All of the workouts were the same, other than Tabata Strength. This replaces Tabata Power in weeks 3 and 4. The big difference is that after doing 8 tabata rounds of 20 seconds on/10 seconds off, you do an active recovery move instead of a 30 second water break. Oddly, I did better on this workout! I was able to power through the diamond (triceps) push ups and get pretty far this past week!
Let’s get to those max out times, right?
So, I did worse on the last time through Tabata Power than the time prior…it was always the triceps push ups that did me in! I increased my Friday Fight – Round 1 time by over 3 minutes. I also noticed that the Ab Attack times were hugely dependent on the workout I did before it. On the day with Pulse (the recovery workout), I almost made it to the end without maxing out. But with a more intense workout, my times varied from 2-7 minutes. So I stopped tracking it in week 3!
I made it a lot further in Sweat Intervals and got to try Tabata Strength!
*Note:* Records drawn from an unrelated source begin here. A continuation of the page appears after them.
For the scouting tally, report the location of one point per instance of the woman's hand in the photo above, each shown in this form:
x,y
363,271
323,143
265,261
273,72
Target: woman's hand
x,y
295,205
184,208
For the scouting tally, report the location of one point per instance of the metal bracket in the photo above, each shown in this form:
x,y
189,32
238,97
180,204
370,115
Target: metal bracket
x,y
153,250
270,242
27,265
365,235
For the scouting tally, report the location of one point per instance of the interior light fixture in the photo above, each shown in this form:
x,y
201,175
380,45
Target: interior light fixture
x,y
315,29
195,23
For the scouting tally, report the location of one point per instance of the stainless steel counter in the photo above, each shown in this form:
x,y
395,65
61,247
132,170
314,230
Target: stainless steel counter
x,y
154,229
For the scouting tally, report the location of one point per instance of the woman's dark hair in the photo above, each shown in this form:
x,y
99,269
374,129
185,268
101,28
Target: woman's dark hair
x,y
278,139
I feel like I max out every 20 seconds in that one and am thankful for the quick breaks! My big improvements on that one came this week!
I’m really liking seeing my times improve (when they do!). It’s such immediate feedback to go by! I feel amazing too. I wore a dress yesterday that I never expected to wear after having my daughter…it’s not a forgiving cut. It was loose, and I felt confident in it. That is an excellent feeling, folks!